This document provides a simple guide to three helper scripts used in the transcription and experiment workflow. Each script performs specific tasks, and the document explains what the script does, how to run it, and when it should be called in the overall workflow.
helper_determine_prompt_length_tokens.py
This script determines the token length of a given prompt using the Whisper transcription model. It helps ensure that prompt lengths do not exceed the token limits for transcription experiments.
To run the script with a specific prompt:
python -m whisper_chunk_transcribe.helper_determine_prompt_length_tokens.py "Your prompt text here"
- Before setting up experiments that require token length calculations for prompt templates.
- During experiment design to ensure that prompts fit within the token limit of the transcription engine.
- Uses the Whisper model to calculate the token length of a provided prompt.
- Outputs the token length to ensure it does not exceed the allowed limit.
This script updates the prompt terms for an experiment by retrieving terms from the database, calculating their token lengths, and building a prompt that fits within a specified token limit.
To run the script with an experiment ID and optional token limit:
python -m whisper_chunk_transcribe.helper_update_prompt_terms --experiment_id 1 --max_tokens 255
- After populating the experiment data but before running the experiment, to build the final prompts for any relevant test cases.
- During prompt creation, to ensure that the selected terms fit within the token limit for the transcription engine.
- Retrieves prompt terms from the database for the specified
experiment_id
. - Builds a prompt by adding terms that do not exceed the
max_tokens
limit. - Outputs the final prompt and its token count.
This script fetches player and team data from the ESPN API and upserts this information into the database for use in game-related transcription experiments.

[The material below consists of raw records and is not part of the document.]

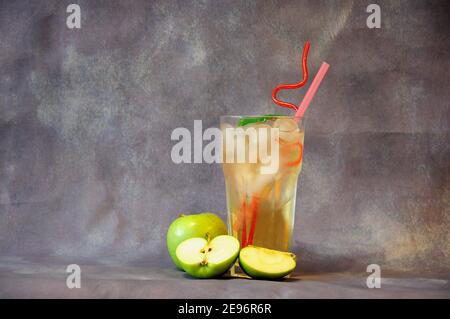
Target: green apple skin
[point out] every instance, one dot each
(212, 269)
(189, 226)
(256, 273)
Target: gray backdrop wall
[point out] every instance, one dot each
(86, 117)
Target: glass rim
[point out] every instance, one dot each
(262, 115)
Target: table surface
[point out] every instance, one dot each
(46, 278)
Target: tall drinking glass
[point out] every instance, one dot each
(262, 159)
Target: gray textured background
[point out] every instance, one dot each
(86, 117)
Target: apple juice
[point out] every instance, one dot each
(261, 204)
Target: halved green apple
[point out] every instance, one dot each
(201, 258)
(263, 263)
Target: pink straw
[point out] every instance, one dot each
(312, 90)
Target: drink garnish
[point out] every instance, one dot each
(256, 119)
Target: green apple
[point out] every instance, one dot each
(263, 263)
(201, 258)
(189, 226)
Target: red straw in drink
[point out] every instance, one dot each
(311, 91)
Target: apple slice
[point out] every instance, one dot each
(263, 263)
(201, 258)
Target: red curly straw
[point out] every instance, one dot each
(295, 85)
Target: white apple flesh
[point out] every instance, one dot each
(201, 258)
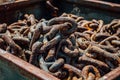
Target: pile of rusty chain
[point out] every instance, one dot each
(68, 47)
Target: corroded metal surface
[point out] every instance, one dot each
(112, 75)
(24, 68)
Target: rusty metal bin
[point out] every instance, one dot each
(13, 68)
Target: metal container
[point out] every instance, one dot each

To run the script, use the following command:
python -m whisper_chunk_transcribe.helper_player_team_names
- When preparing player and team data for sports-related transcription experiments.
- Before running experiments that require player and team information from specific games, particularly in sports domains like baseball, football, and basketball.
- Fetches game data from the ESPN API using
espn_id
. - Extracts player and team information for the home and away teams.
- Upserts the game, player, and team data into the database for use in experiments.
- First, use
helper_determine_prompt_length_tokens.py
to determine the token lengths of specific prompts, ensuring they fit within the transcription engine's limits. - Next, use
helper_update_prompt_terms.py
to update and generate valid prompt terms for an experiment, ensuring that the final prompt fits within the token limit before running the actual transcription experiments. - Finally, use
helper_player_team_names.py
to fetch and store player/team data for sports-related experiments.
This order ensures that all necessary data (players, teams, prompt terms) is correctly set up before executing the main transcription experiments.